Não, eu estava louco demais. A realidade ainda não tinha batido. E sempre que achava que estava ficando sóbrio, eu cheirava mais três carreiras, do comprimento da minha mão. Sério, eram tão longas que eu tinha que parar para respirar no meio. Eu só estava seguindo a correnteza. Mas tudo começou a ficar estranho quando o sol apareceu. Eu tinha esses momentos de clareza onde olhava para as garotas e conseguia ver, com clareza HD, todas as plásticas que elas tinham feito no corpo e no rosto. Elas pareciam bonecas de plástico inchadas. E os caras as usavam como “ativos”. Basicamente as tratando como bonecas infláveis. Não havia emoções envolvidas, eles nem falavam com elas. Mas as garotas adoravam estar com esses caras; desse jeito estranho objetificado, elas estavam lutando por atenção. Mas Pasquale não dava nenhuma, ele só rodava a sala como o orquestrador de uma procissão. Ele era o rei da festa e sabia disso.

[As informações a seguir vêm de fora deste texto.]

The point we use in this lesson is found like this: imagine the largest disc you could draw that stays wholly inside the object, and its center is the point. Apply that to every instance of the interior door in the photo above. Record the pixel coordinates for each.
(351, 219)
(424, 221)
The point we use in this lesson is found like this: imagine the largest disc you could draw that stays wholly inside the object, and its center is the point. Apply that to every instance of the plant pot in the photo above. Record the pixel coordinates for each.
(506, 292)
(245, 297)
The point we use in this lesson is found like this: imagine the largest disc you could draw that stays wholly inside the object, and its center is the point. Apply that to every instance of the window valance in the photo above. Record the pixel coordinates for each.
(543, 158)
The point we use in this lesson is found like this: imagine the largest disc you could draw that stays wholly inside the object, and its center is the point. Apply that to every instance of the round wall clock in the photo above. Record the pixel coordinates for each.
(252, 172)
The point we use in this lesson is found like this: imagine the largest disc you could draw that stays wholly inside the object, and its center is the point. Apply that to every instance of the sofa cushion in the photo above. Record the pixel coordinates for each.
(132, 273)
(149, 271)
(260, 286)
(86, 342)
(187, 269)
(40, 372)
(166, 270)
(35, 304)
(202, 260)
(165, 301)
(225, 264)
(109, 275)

Quando eu finalmente disse a ele que estava pensando em ir embora, ele perguntou por que e do que eu precisava. Ele não conseguia entender por que alguém ia querer sair do fiasco à la Bilzerian que ele tinha começado. Não sei por que, mas no meio de toda aquela merda ele me pareceu realmente solitário. Ele estava recebendo uma lap dance, cercado por caras bombados, mas não estava presente, ele não dava a mínima, e não estava satisfeito. Talvez ele soubesse que não era real. Ele não conseguia comprar a única coisa que parecia que ele não tinha, alguém que se importasse realmente com ele, com quem ele pudesse conversar. E ele não conseguia entender por que não podia comprar algo assim.

Você viu ele de novo?
Só nas notícias, uma foto brutal dele caído de cara no concreto, ensanguentado. Era uma imagem muito forte. Lembro que uma colega disse que não acreditava que eles estavam mostrando aquilo na TV. Era bem chocante, assim como o fato de eu ter saído com esses caras como se fosse uma coisa divertida. Mas a coisa mais assustadora é que não é um programa, é real e as pessoas morrem. Percebi que é nisso que dá aquela coisa de “live fast, die young”. Parece um estilo de vida atraente até que alguém maior e pior que você cruza seu caminho, aí as consequências são assustadoras pra cacete.